In any case, the test case served its purpose. The court held that since the material was intended for scientific use, the statute barring pornography did not apply in this case. The ruling did not mean that the court was lowering the bars for importation of pornographic material to everyone who wished to import it into the country. It only meant that the bars were being lowered for the Institute of Sex Research in its investigations.
Cairns considers it no great accomplishment to separate the obscene from the artistic. “I have long been of the view,” he once said, “that any man of letters can tell whether the impulse behind a book is literary or pornographic.”
Once when asked if reading and viewing pornographic material over a long span of years had had any effect on his own morals, Cairns grinned and said, “According to the theory of censorship I should be fairly corrupted by now—but I don’t believe I am. I just find the stuff boring.”
20
OF TOY CANARIES AND PIRATES
One day in 1957 an examiner in the New York Customs Appraiser’s Stores opened a packing case received from Switzerland. He lifted out a small brass object resembling a canary cage. On a tiny swing in the cage sat an extremely lifelike little bird. When the examiner wound a key in the bottom of the cage, the bird threw back its head, opened its beak, and burst into song. It ruffled its feathers and wagged its tail as it trilled its merry little time.
The examiner called to a colleague nearby and said, “Hey, Joe!
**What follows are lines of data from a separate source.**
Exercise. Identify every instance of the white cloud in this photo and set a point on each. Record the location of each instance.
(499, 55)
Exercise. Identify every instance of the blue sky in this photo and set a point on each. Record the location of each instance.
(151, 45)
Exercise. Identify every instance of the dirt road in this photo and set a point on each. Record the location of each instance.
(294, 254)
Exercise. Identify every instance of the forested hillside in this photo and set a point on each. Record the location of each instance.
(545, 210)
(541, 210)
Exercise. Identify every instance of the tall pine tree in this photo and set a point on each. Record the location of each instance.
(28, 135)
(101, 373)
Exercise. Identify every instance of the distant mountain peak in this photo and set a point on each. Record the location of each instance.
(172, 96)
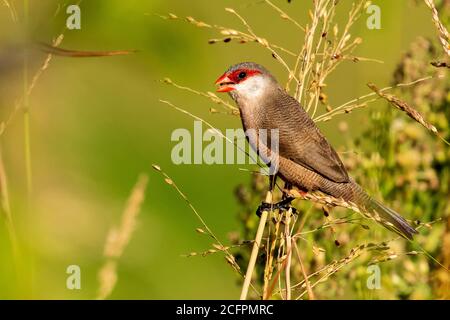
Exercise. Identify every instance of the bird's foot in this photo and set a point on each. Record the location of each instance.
(283, 205)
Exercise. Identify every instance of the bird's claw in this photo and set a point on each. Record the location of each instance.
(283, 205)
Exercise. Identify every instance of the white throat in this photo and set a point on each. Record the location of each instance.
(253, 87)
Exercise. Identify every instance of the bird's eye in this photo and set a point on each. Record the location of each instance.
(242, 75)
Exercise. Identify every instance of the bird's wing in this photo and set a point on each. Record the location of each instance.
(301, 141)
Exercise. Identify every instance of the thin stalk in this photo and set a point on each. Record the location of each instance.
(287, 271)
(256, 245)
(26, 104)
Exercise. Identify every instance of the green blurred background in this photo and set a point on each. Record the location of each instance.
(97, 123)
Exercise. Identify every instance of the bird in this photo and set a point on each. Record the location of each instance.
(306, 160)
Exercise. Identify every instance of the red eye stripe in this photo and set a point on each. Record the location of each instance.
(234, 76)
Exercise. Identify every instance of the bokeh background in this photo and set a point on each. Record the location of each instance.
(96, 124)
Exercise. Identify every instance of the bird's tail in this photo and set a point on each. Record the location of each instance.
(390, 219)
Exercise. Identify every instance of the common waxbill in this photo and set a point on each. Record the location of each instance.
(305, 158)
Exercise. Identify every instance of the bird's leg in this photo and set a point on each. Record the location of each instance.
(264, 206)
(283, 205)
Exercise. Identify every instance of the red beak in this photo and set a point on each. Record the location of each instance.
(225, 84)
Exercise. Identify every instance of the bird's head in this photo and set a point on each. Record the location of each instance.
(246, 80)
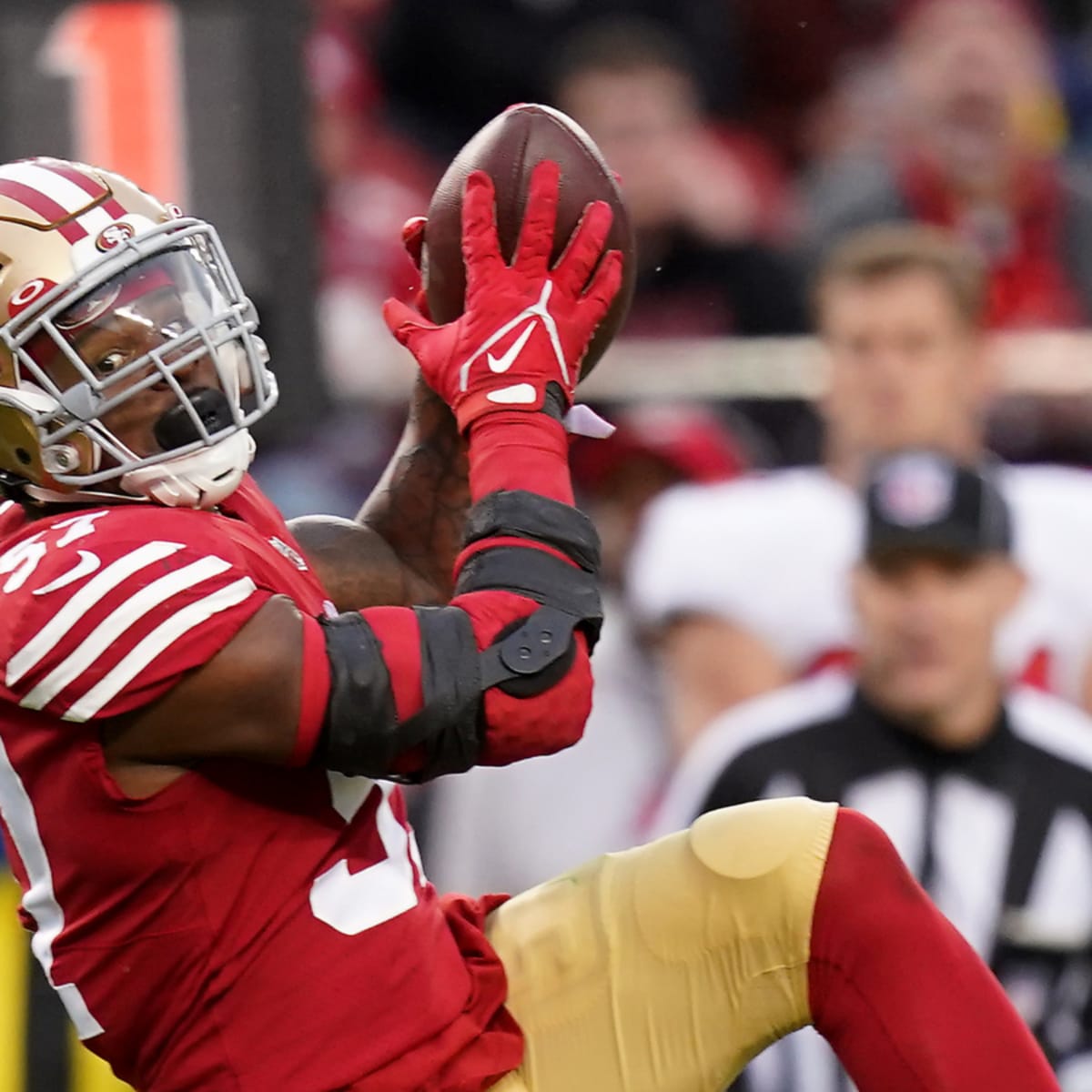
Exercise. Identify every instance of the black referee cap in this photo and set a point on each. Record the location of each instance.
(923, 500)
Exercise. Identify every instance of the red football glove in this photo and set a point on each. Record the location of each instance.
(525, 325)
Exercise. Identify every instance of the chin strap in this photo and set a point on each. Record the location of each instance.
(201, 480)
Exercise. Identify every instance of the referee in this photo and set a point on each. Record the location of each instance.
(986, 790)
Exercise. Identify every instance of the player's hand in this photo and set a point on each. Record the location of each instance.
(525, 326)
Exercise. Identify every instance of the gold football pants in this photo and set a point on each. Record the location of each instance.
(667, 967)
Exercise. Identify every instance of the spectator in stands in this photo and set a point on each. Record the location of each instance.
(747, 583)
(986, 789)
(448, 68)
(509, 829)
(372, 180)
(975, 148)
(708, 205)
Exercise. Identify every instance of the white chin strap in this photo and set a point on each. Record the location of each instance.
(201, 480)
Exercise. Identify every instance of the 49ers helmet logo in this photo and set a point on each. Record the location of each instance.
(114, 236)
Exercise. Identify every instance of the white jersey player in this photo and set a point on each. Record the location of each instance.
(746, 582)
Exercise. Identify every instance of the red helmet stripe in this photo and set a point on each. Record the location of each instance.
(45, 207)
(113, 206)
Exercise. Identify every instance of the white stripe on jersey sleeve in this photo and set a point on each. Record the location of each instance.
(156, 643)
(112, 627)
(54, 632)
(39, 900)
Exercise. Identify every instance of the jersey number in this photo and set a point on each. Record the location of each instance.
(353, 902)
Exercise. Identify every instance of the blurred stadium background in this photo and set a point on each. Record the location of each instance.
(748, 135)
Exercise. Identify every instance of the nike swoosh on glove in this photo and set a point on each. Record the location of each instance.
(525, 325)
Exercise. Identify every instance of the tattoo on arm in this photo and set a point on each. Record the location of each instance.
(402, 547)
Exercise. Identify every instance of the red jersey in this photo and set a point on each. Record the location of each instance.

Come and look at this one.”
He turned the key and they watched the little bird perform. The examiner said, “Cute, isn’t it?”
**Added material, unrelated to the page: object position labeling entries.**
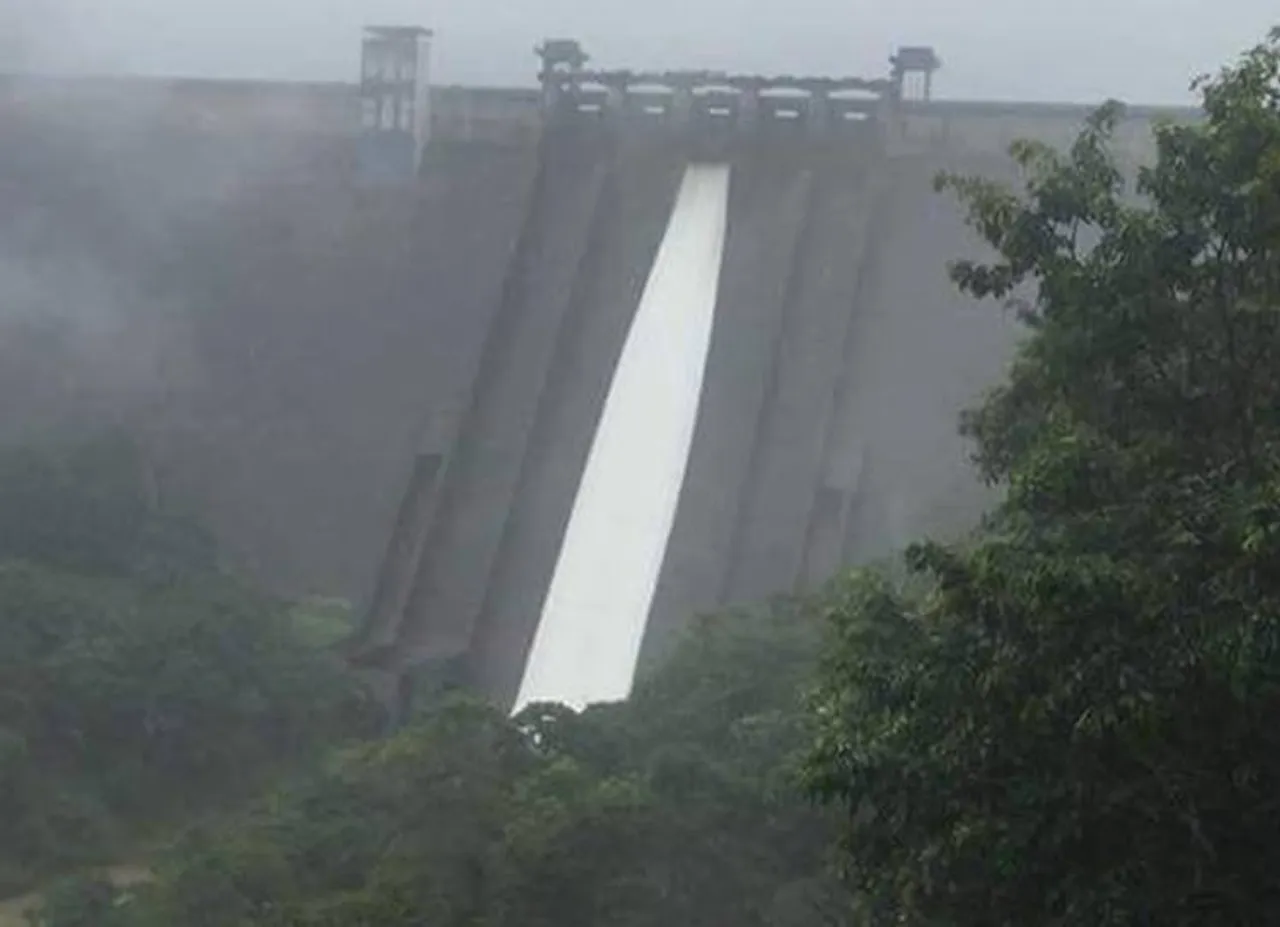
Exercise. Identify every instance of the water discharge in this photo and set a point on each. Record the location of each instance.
(598, 602)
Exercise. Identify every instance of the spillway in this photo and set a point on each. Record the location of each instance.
(598, 603)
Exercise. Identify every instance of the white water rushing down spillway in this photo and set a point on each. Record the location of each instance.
(597, 606)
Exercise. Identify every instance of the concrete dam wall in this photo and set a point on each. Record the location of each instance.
(392, 393)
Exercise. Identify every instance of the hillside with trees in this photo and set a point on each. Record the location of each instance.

“If my wife sees it, she’ll want one,” the other examiner replied. “It certainly is beautifully made. How are you going to classify it?”
There was the rub. What was this tiny cage with the singing bird? Was it a toy, dutiable at 50 per cent of its value? Was it a musical instrument, subject to a duty of 35 per cent? Or was it, as the importer claimed, simply a “manufacture of metal,” subject to a duty of 20 per cent?